No entanto, esta situação também provocou uma onda de solidariedade com a comunidade imigrante. “No meio de tudo de ruim tem muita gente boa, seu coração se parte e você tem que tentar ajudar as pessoas do seu bairro”, explica José Carlos. “Na adversidade há sempre um raio de solidariedadeé aqui que Minnesota mostra que seus residentes obedecem”, diz Monica.
Essa ajuda vem de várias formas. “Todos estão ajudando muito: arrecadando alimentos, entregando às famílias que, por medo, não podem sair de casa… Houve uma resposta enorme”, diz o Sr. Distribuem alimentos ou até “adotam” famílias.“Por exemplo, eles vão lavar roupas que lavavam na lavanderia”, diz Raquel. “O pai de um amigo me ligou enquanto eu estava fazendo compras e perguntou se eu poderia comprar algumas coisas para ele”, diz José Carlos. “As famílias quase não saem de casa e estamos tentando ajudá-las. Fui levar comida para a família e eles estavam no porão, com as luzes apagadas e apenas as lanternas dos celulares”, conta Mônica. “É como Anne Frank na Alemanha nazista”, diz ela.
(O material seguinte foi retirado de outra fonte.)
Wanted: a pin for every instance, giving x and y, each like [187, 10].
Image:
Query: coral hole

“Embora saibamos que os EUA têm as suas próprias coisasé muito surreal o que está acontecendo no país em que está acontecendo e desta forma”, queixa-se José Carlos. Nesse sentido, esperam que a situação se acalme nos próximos dias, após conversas entre Washington e as autoridades locais. “Espero que com a saída de Greg Bovino (o polémico comandante da imigração) e a conversa entre o governador Walz e Trump, a situação melhore”, explica Raquel.
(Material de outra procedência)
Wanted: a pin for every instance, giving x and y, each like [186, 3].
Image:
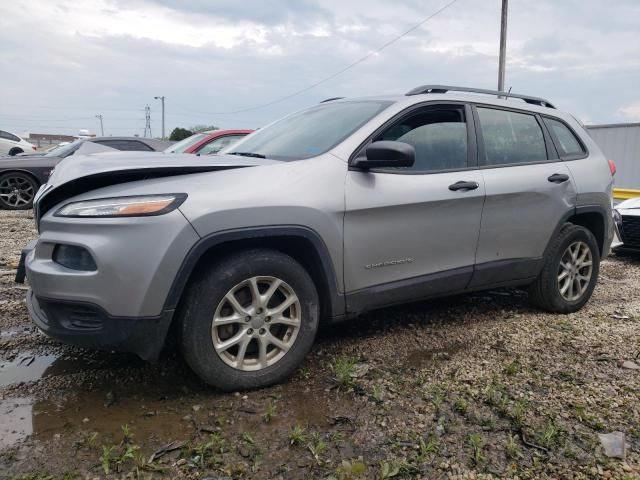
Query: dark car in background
[207, 143]
[21, 176]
Depois que Bovino deixou Minnesota, Trump enviou Tom Homanseu “czar da fronteira” para tentar gerir a situação face à grave agitação e a uma onda de indignação que varreu o país após a morte de dois cidadãos americanos devido a tiros do ICE. Homan pediu cooperação às autoridades locais para acalmar a situação e anunciou que medidas seriam tomadas. redução do número de agentes federais está presente em Minnesota para passar para uma fase em que não haverá mais ataques massivos. ataques “direcionados” estrangeiros que representam uma “ameaça à segurança pública”.